En 1905, Camille Mauclair (1872-1945), sentit qu’avec le fauvisme et le début du cubisme en 1905, apparaissait un nouveau paradigme, auquel il était incapable en tant que critique de donner une réponse. Et cette incapacité signa la rupture de Mauclair avec l’art moderne. En 1931, il écrira un ouvrage critique sur le Greco, dont l’originalité le confrontera à nouveau au problème de la rupture de la tradition dans l’art pictural. Cet article paraît en deux parties. La seconde est programmée pour la semaine prochaine. Par Antoine Cardinale
Dominikos Theotokopoulos dit Il Greco, ou El Greco, naît à Candie en 1541. La Crète est encore une possession vénitienne et il est bien naturel qu’un peintre ayant achevé sa formation, ayant pris la mesure de ses talents et de son ambition, sentant ses forces, se décide à partir pour Venise en 1568.
Celui qu’on nomme par facilité le Grec, il Greco, son patronyme étant imprononçable, essaya-t-il d’entrer dans les botteghe prestigieuses du Tintoret et du Véronèse, qui se disputent alors les grandes commandes ? Cela se peut. On sait en revanche avec certitude qu’il travailla dans l’atelier des Bassano. Seul Titien a pu éclipser les créations de Jacopo da Ponte, dit il Bassano, qui fonda avec ses deux fils une dynastie dont l’énorme production meuble aujourd’hui encore les musées italiens. Court séjour, suivi d’un bref passage dans l’atelier du Titien, dont les bénéfices n’apparaîtront pas dans son œuvre : le coloris velouté, la lumière qui dore les frondaisons, la sensualité du dessin : on voudrait pouvoir identifier tout cela dans l’œuvre du Greco mais l’honnêteté commande de dire que tout chez lui au contraire dément cet héritage.
On le retrouve en 1570 à Rome, hôte du cardinal Farnese et protégé de Fulvio Orsini, un des derniers parmi les grands écrivains humanistes. Pensionnaire au palazzo Farnese, ce qui suppose de fortes recommandations, il semble en avoir été littéralement chassé sans que les raisons apparaissent très clairement. Il semble qu’il critiqua trop violemment les fresques de Michel-Ange à la Sixtine, qu’il se fit fort de surpasser, et qu’il insista trop sur l’indécence des figures, ce qui constituait une charge implicite contre la Curie romaine et du milieu des arts à Rome.
Il se montre au naturel dans cet épisode : caractère impulsif, imbu de ses capacités, d’une religion sans concession ni raffinement ; et d’une certaine façon, pour l’historien d’art, l’anecdote signale combien il était étranger, et peut-être inassimilable, à l’esprit de la Renaissance.
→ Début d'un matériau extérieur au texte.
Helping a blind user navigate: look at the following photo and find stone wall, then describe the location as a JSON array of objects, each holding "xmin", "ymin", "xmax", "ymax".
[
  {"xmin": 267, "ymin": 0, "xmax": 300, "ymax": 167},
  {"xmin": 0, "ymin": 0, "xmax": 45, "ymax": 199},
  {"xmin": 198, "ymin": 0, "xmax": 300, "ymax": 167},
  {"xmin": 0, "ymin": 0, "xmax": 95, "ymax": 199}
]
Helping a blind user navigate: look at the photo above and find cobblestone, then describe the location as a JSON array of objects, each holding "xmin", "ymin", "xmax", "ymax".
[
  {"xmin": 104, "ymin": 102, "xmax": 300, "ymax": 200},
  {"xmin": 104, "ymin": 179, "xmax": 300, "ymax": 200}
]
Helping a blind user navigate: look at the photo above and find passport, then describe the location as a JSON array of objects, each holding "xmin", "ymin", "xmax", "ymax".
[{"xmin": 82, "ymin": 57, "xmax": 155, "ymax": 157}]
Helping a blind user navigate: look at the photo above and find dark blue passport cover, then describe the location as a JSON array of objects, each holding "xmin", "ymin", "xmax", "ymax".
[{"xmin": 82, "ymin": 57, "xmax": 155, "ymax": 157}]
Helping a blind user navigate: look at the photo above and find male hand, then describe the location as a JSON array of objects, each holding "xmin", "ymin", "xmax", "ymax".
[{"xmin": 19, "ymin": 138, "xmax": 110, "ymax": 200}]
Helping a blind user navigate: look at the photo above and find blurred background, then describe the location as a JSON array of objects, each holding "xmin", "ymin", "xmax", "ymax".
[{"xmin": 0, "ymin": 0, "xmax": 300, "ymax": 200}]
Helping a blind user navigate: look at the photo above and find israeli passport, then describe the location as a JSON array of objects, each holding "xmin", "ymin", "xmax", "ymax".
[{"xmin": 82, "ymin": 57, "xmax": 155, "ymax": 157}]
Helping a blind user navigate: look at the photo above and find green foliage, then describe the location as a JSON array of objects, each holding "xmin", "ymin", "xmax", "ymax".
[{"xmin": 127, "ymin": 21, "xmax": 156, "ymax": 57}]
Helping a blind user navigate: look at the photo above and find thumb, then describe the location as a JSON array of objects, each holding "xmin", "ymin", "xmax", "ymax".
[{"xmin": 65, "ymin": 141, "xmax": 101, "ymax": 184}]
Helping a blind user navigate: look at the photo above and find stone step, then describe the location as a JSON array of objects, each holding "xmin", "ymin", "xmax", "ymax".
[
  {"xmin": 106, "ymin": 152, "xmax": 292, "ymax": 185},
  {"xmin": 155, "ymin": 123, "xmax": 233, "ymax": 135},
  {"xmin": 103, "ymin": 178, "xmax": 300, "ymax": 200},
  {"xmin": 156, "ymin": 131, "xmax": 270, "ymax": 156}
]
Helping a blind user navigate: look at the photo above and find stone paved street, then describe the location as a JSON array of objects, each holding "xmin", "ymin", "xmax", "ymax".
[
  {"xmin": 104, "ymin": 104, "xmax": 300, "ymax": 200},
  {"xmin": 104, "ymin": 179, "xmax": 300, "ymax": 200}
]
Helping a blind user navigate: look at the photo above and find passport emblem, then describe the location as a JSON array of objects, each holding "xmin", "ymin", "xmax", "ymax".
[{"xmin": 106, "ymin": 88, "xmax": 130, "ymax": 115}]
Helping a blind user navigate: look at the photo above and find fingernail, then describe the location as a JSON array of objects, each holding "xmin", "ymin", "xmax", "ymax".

On connaît sa lettre d’excuses au cardinal Farnese, mais on n’a en revanche pas trace de la réponse. On en a la certitude, il échappe, et c’est heureux pour nous comme pour lui, à la bastonnade.
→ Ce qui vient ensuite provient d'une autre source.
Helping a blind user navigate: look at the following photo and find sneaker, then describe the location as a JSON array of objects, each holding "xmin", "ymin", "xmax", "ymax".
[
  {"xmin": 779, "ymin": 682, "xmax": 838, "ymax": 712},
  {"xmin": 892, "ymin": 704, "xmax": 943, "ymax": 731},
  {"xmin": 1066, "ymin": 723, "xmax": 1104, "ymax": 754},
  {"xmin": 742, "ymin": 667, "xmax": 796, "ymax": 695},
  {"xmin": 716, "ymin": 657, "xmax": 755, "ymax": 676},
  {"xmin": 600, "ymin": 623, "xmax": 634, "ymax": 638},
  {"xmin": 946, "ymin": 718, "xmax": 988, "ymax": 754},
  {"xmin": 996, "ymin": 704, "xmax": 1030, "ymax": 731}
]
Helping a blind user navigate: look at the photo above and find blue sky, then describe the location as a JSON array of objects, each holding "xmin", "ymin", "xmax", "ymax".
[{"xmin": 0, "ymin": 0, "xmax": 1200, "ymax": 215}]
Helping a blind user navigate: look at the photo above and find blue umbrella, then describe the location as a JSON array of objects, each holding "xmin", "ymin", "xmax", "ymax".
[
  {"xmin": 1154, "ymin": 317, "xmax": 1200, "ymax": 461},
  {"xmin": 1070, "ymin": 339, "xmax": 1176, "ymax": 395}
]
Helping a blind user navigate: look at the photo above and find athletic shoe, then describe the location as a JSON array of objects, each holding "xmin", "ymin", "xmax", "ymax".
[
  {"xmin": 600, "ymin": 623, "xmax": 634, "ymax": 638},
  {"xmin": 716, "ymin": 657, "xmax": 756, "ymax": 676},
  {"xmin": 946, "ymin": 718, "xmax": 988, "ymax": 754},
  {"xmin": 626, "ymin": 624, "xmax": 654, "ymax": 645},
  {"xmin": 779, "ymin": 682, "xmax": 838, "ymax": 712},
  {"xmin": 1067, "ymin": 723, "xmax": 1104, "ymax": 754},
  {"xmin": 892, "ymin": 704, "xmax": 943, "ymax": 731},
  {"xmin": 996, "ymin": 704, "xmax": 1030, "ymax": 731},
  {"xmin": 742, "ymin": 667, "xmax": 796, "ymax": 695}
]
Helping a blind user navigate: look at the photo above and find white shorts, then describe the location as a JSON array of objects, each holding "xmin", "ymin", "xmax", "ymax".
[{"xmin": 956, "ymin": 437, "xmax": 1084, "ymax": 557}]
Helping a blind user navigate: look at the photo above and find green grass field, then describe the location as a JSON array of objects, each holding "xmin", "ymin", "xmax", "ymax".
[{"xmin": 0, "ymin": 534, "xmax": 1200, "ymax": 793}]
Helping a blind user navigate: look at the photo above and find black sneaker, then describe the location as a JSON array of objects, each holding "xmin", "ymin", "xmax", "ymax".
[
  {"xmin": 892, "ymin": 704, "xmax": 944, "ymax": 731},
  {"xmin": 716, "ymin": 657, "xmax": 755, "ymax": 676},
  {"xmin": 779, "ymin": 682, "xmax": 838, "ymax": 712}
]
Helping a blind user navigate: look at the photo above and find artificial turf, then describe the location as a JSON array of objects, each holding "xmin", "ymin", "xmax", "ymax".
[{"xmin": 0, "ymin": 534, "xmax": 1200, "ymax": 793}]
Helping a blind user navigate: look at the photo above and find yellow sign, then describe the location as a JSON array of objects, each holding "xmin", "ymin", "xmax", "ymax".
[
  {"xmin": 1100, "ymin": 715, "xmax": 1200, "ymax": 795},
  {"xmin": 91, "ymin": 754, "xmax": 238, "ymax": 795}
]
Où aller en 1572 ? la France va connaître les heures les plus sombres de la guerre de religion ; l’Angleterre n’est plus catholique et elle n’est pas encore un centre artistique ; les Allemagnes ne sont pas sûres ; reste l’Espagne, qui est dans son Siècle d’Or.
Son roi, Philippe II, fils de Charles-Quint est un ascète, passionné par le gouvernement de son royaume, et un chrétien sans concession qui tient le Grand Inquisiteur pour son meilleur ami. Il n’y a pas cent ans que Isabelle et Ferdinand ont arraché aux Arabes les derniers arpents de la péninsule et déjà Philippe, après la reine Jeanne, après Charles-Quint, règne sur l’Espagne entière, le Portugal, sur Naples et la Sicile ; il est duc de Milan et archiduc d’Autriche, prince souverain des Pays-Bas, maître des Philippines qu’on nomme en son honneur, maître des présides d’Afrique du Nord, seigneur des Amériques, qu’on rebaptise en toute simplicité la Nouvelle-Espagne, et roi de Jérusalem pour faire bonne mesure. La moitié du monde lui obéit et il faut que Dieu le regarde comme son lieutenant sur Terre. La Vraie foi règne sur ses terres et en contrepartie Dieu le comble de toute les richesses du Potosi, du Pérou et des Florides.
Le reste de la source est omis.